The most likely hairpin conformation is for the 3′-terminus G to fold back and base-pair with the C base of the GGC to result in a hairpin with a CY′X′ loop, since the other G·C base-pair formation will result in a two-base loop which will be energetically less feasible. The obvious binding will then be for the ACTD chromophore to insert at the GpC site so that one side of the phenoxazone ring will be stacked by a G and the other side by the C·G base pair. However, a similar base-stacking pattern can also be accomplished by flipping out the central G of the GGC sequence. Such a binding mode and its unusual stability is akin to what had earlier been proposed for the strong single strand binding of sequence motifs such as d(TGTCATTG) (17) and d(TGTCT_nG) (22). Such a hairpin-binding mode with displaced base(s) to accomplish both sides of the phenoxazone ring of ACTD being stacked by 3′-sides of G bases have been confirmed by NMR studies on d(GXCACCGYC) sequence motifs, where X and Y are complementary to each other (23). These oligomers form hairpins with ACC loops to result in the formation of 5′-GXC/CYG-5′ duplex stems. The loop-out X/Y bases upon ACTD binding, however, are not disordered but interact perpendicularly with the base/chromophore and form specific hydrogen bonds with DNA, thus contributing to the added stability of the complex.
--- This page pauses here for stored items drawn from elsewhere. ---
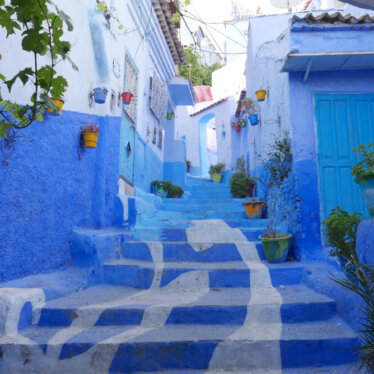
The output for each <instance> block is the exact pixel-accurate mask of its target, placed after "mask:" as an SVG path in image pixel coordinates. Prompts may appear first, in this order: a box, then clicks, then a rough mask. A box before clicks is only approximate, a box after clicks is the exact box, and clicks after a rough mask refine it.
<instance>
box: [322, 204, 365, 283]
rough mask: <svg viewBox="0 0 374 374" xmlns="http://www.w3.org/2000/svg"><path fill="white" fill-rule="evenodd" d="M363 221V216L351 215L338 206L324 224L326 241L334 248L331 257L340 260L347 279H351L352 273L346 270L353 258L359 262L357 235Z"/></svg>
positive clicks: (331, 250)
mask: <svg viewBox="0 0 374 374" xmlns="http://www.w3.org/2000/svg"><path fill="white" fill-rule="evenodd" d="M362 219H363V215H362V214H361V213H357V212H354V213H351V214H350V213H348V212H346V211H345V210H342V209H341V208H340V207H339V206H338V207H336V208H335V209H333V210H332V211H331V212H330V214H329V216H328V217H327V218H326V219H325V220H324V221H323V222H322V224H323V225H324V226H325V234H326V239H327V241H328V243H329V244H330V245H331V247H332V248H331V250H330V252H329V255H330V256H331V257H337V258H338V262H339V264H340V266H341V267H342V269H343V271H344V272H345V274H346V276H347V277H349V275H350V272H349V271H348V272H347V269H346V268H347V266H349V263H350V261H351V260H352V258H354V259H356V260H358V257H357V253H356V233H357V229H358V225H359V224H360V222H361V221H362Z"/></svg>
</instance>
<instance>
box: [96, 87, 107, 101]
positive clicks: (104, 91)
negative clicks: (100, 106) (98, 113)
mask: <svg viewBox="0 0 374 374" xmlns="http://www.w3.org/2000/svg"><path fill="white" fill-rule="evenodd" d="M107 94H108V90H107V89H106V88H105V87H103V88H101V87H96V88H94V89H93V96H94V100H95V103H97V104H104V103H105V100H106V95H107Z"/></svg>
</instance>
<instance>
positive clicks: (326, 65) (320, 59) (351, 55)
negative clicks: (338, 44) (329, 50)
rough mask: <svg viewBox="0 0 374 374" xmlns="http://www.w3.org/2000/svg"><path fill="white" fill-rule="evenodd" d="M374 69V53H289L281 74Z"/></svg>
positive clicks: (358, 52)
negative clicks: (284, 72) (327, 70)
mask: <svg viewBox="0 0 374 374" xmlns="http://www.w3.org/2000/svg"><path fill="white" fill-rule="evenodd" d="M364 69H374V51H365V52H325V53H289V54H288V55H287V57H286V61H285V62H284V64H283V67H282V69H281V72H283V73H284V72H295V71H303V72H305V80H306V79H307V78H308V75H309V73H310V72H311V71H327V70H364Z"/></svg>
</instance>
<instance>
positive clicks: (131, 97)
mask: <svg viewBox="0 0 374 374" xmlns="http://www.w3.org/2000/svg"><path fill="white" fill-rule="evenodd" d="M132 97H133V95H132V93H130V92H127V91H126V92H123V93H122V102H123V103H124V104H125V105H129V104H130V103H131V100H132Z"/></svg>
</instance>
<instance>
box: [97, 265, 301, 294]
mask: <svg viewBox="0 0 374 374" xmlns="http://www.w3.org/2000/svg"><path fill="white" fill-rule="evenodd" d="M202 270H204V271H207V272H208V274H209V287H210V288H225V287H229V288H231V287H250V276H249V273H250V271H249V269H204V265H203V264H201V265H200V266H199V267H197V268H195V269H183V268H182V269H181V268H176V269H173V268H165V269H164V270H163V272H162V277H161V284H160V285H161V287H165V286H167V285H168V284H170V283H171V282H172V281H175V280H176V279H177V278H178V277H179V276H180V275H182V274H184V273H188V272H191V271H202ZM303 271H304V270H303V268H302V267H300V268H285V269H282V268H280V269H279V268H277V269H270V277H271V282H272V285H273V286H274V287H279V286H288V285H294V284H299V283H300V282H301V280H302V277H303ZM101 276H102V282H103V283H105V284H112V285H118V286H127V287H134V288H141V289H148V288H150V286H151V284H152V280H153V278H154V270H153V269H152V268H143V267H139V266H137V265H103V267H102V270H101Z"/></svg>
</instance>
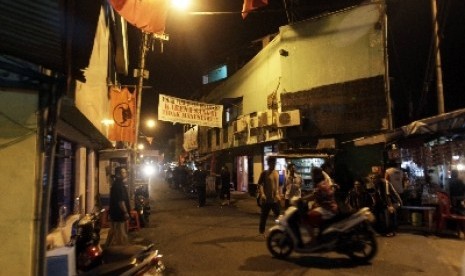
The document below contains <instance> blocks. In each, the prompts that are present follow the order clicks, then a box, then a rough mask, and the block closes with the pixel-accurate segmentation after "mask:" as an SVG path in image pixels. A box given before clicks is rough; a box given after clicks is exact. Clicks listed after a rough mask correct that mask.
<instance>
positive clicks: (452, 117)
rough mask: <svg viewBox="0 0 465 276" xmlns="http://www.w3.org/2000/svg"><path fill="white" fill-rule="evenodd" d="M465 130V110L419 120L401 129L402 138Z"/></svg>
mask: <svg viewBox="0 0 465 276" xmlns="http://www.w3.org/2000/svg"><path fill="white" fill-rule="evenodd" d="M464 128H465V109H458V110H456V111H453V112H449V113H444V114H441V115H437V116H433V117H429V118H425V119H421V120H418V121H415V122H412V123H410V124H408V125H406V126H403V127H401V129H402V132H403V133H404V136H410V135H418V134H434V133H443V132H449V131H453V130H456V129H464Z"/></svg>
The flipped-base hairpin binding mode appears to be favored, as evidenced by the observed stronger ACTD binding affinities of d(GGCCY′X′G) as compared to those of d(GCCY′X′G) where the binding is expected to be at the GpC site. The structural bases for the stronger binding for the base-displaced complex can be justified from the NMR results on the d(G₁G₂C₃A₄C₅C₆G₇C₈C₉) oligomer that forms a hairpin with the 5′-G₁G₂C₃/C₉C₈G₇-5′ duplex stem and ACC loop (23). Thus, one would expect ACTD to insert at the GpC site to form the classic intercalation complex, yet the NMR measurements indicate a predominant binding mode of disrupting the central G·C base pair to accommodate the phenoxazone ring insertion. The looped-out G₂/C₈ residue in the complex does not change the G₁/phenoxazone/G₇ stacking core and the hydrogen bonding between the DNA guanines and the ACTD-l-Thr residues. The two looped-out perpendicular G₂/C₈ bases do interact well with the ACTD phenoxazone 6CH₃ and 4CH₃ groups and also participate in perpendicular interaction with the G₁/phenoxazone/G₇ stacking core in the major groove. Furthermore, hydrogen bonds between the C₈NH₂-G₇PO5′ atoms and the phenoxazone-²NH₂-G₂O4′ atoms are also observed. Altogether, these factors may explain the extraordinary stability of this kind of complex and make plausible our proposed kinetic scheme on ACTD binding to DNA of the self-complementary sequence motifs d(CXYGGCCY′X′G).

Finally, our preliminary NMR studies did indicate that the addition of ACTD to the 5′-GGCCATG-3′ oligomer strongly induces the structural formation of the seemingly single-stranded DNA oligomer (Chou,S.-H., Chin,K.-H. and Chen,F.-M., unpublished results). Detailed NMR studies on such a complex are currently underway and will be reported at a later date.

Note added in proof

This paper should be considered as back-to-back with Chin,K.-H., Chen,F.-M. and Chou,S.-H. (2003) Solution structure of the ActD–5′-CCGTT₃GTGG-3′ complex: drug interaction with tandem G·T mismatches and hairpin loop backbone. Nucleic Acids Res., 31, 2622–2629.